Unofficial implementation of "Simplifying, Stabilizing & Scaling Continuous-Time Consistency Models" for MNIST
This is a simple implementation of consistency training for MNIST. The code is intended to be short, and extremely easy to read and adapt to other use cases:
Contains the core algorithm from the paper. The script will do consistency training by default, but if a 'model.pt' file exists, it will use it to do consistency distillation. 'model.pt' can be created with train_diffusion.py.
train.py uses torch.func.jvp, which calculates the JVP in the forward pass. Only some operations support JVP, but most common operations are supported. There are two exceptions: BatchNorm and Flash Attention. BatchNorm has some in-place operations that cause problems. The simple solution to this is to just avoid BatchNorm.
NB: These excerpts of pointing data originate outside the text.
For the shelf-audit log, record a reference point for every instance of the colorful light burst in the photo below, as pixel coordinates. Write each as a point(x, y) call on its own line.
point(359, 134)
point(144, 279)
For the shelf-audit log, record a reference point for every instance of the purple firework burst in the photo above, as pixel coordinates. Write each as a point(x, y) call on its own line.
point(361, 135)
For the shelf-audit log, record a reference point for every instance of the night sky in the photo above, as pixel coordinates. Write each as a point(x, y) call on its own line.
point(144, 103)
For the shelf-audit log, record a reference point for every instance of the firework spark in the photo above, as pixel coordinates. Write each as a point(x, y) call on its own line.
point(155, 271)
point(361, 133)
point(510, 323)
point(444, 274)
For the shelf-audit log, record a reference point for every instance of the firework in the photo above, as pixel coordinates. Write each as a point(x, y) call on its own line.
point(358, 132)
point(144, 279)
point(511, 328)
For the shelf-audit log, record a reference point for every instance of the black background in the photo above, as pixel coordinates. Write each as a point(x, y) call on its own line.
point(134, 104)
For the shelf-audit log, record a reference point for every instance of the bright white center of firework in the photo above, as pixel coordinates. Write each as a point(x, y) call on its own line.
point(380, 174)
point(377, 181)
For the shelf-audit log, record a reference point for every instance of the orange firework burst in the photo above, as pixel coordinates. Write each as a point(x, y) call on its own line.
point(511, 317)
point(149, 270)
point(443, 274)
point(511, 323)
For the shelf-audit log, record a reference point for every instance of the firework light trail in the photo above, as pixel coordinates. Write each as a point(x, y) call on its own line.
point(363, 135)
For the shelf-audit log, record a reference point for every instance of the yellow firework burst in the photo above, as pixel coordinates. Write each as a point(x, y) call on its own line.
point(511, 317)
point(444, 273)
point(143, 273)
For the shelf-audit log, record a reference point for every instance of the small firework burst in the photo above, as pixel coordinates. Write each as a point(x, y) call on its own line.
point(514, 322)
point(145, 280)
I use GroupNorm in this implementation. Flash attention is more complicated, but the paper provides a way to calculate the JVP efficiently. I may implement this here in the future. Note that normal attention (see here for one implementation) supports JVP.
This is a simple script to train a diffusion model with the TrigFlow parameterization. It creates 'model.pt' which can be distilled with train_consistency.py.
This is a simple UNet for MNIST. I ended up borrowing the UNet from MNISTDiffusion. Generally, the specifics of the model are not that important. However, many models may face issues with unstable gradients from time embeddings (see paper for details). There are a few changes that are necessary to ensure that training is stable:
- Using Positional Embeddings instead of learned or fourier embeddings (Fourier embeddings with a small fourier scale can still work well)
- Using AdaGN with PixelNorm in order to inject time embeddings
- Added logvar output, which is used for adaptive loss weights
These changes are usually all that is necessary to ensure that training is stable for most models.
There is also a folder called toy which contains some scripts for training a toy model. The script also outputs a plot of the model's gradients during training, which helps to visualize how consistency models work.